As the weather continues to heat up, more of us are heading to the freezer for ice-creams.
But the history of the product has a lot more to it than just marketing.
Newstalk's Simon Tierney took The Hard Shoulder down memory lane.
"In the 1940s and 1950s, if you said in Ireland that you wanted an ice-cream - as opposed to a tub of ice-cream - people would have looked at you aghast.
"It was advertised and called 'cream ices', so it was a complete inversion that we use now.
"That history is very much tied into Rathfarnham in south Dublin - that of course is where the Hughes brothers, three brothers, set up Hazelbrook Farm in 1926.
"It was bought by Unilever in the 1970s.
"It's confusing because when you go abroad, or at least to the UK, and you see Walls Ice-Cream and it has the same logo as HB, it's because Unilever basically bought up all those companies.
"But that was a real farm, it was Hazelbrook Farm, and it was very very successful".
The history of Irish ice pops, a thread:
The Wibbly Wobbly Wonder was launched by HB in Dublin in 1974 as a cost saving measure, because half of it was made up of jelly which was cheap to make.

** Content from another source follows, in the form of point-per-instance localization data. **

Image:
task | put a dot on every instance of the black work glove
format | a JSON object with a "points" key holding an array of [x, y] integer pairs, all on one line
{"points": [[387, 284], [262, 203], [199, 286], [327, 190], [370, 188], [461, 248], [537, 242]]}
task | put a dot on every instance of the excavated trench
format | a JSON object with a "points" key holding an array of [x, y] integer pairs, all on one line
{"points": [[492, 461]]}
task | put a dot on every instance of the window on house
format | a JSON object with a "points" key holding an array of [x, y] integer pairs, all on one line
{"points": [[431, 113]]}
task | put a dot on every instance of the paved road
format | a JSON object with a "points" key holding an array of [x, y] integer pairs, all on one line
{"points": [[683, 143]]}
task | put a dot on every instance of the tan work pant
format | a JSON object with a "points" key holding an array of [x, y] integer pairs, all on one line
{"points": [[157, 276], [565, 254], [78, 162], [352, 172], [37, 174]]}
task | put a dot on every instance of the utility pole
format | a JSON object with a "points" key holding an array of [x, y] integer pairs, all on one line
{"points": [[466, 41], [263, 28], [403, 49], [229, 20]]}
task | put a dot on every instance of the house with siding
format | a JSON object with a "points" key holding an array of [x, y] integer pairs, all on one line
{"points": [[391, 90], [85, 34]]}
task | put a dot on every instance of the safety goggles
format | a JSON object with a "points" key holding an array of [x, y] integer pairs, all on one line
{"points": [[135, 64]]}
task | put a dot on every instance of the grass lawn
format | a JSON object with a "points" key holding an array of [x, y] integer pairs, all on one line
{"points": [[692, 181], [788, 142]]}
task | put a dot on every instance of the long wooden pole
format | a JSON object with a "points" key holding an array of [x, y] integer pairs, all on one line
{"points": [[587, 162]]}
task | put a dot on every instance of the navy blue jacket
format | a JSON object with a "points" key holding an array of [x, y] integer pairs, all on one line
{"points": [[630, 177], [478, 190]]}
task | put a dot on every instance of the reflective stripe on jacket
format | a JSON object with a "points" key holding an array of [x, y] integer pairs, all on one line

It cost just 3 pence. 1/5 pic.twitter.com/9Xz3bVzhFy— Simon Tierney (@tierneysimon) August 11, 2022
He says ice-cream only started being put on a stick, as we know it today, in the 1940s.
"They said that it comes on a stick, which makes it more hygienic.
"They actually promoted it and publicised it on the back of the fact that you didn't have to touch the ice-cream when you were eating it, because it had this wooden stick going up the middle of it".
While he says the Wibbly Wobbly Wonder, launched in 1974, was something different.
"This was an economists dream.
"There was someone in the accounts department in HB in the early 1970s, who thought 'Is there a way we can have the same size ice-cream, but with less cream in it?'
"So they thought 'Ok, we can still call it an ice-cream - but we'll be put the top half as just jelly'.
"Jelly is just sugared water with a bit of gelatin in it [and is] very, very cheap to make.
"So you're actually halving the amount of cream that you need in each product".
And what of the Cornetto, that's still going strong?
"They arrived in the 1970s... much more recently than I thought.
"But they had actually been invented in Naples in 1959.
"This genius, he realised that with the Cornetto he could invent the world's first pre-packaged ice-cream cone.
"Before that you would have to get it fresh from an ice-cream van or vendor."
Simon explains: "The challenge was, from a manufacturing perspective, how do you prevent the moisture from the ice-cream going into the cone?
"So they coated the inside of the cone with an oily slick, and then coated that with chocolate... so the ice-cream wasn't able to go through to the cone."
He thinks this has likely led to its continued success.
"The Cornetto, I reckon, is probably one of the most successful ice-creams in history.
"You go anywhere in Europe, you can find a Cornetto under different names and under different brands".